# Power window not working. Is this common?



## Bearcat (Oct 15, 2003)

My front passenger window stopped working at noon yesterday, but it came back alive. Any idea? Is this common?


----------



## marinakorp (Oct 3, 2003)

If I were to guess... window regulator...


Fairly common

it ould be a short, if worked once then not...


----------



## gek330i (Dec 27, 2001)

marinakorp said:


> If I were to guess... window regulator...
> 
> Fairly common
> 
> it ould be a short, if worked once then not...


Yes, on the 3-Series is very common. Does the 5er use the same type of window regulator?
Look at this thread: http://www.bimmerfest.com/forums/showthread.php?t=41637&highlight=window+regulator


----------



## Bearcat (Oct 15, 2003)

The front left turn signal light failed today but it came back for a short moment then went again.
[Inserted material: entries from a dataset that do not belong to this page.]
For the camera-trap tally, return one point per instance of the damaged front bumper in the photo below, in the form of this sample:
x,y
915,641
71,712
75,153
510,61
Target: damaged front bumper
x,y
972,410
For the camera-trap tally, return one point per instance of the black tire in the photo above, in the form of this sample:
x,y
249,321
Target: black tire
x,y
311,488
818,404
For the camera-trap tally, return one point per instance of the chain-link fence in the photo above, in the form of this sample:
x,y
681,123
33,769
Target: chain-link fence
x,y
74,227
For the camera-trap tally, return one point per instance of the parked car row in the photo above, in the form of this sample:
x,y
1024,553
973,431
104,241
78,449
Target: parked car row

I don't think it's the light bulb; more like a faulty connection.


----------



## marinakorp (Oct 3, 2003)

well the front left bulb is know for a few things

1- burning out quickly
2 - fusing the connection at the socket... causing the bulb to fail (or to mimic the failing bulb)

if this is your first replacement of this bulb... should be ok... if you get the same result in a week... or month... might have to change the socket out


----------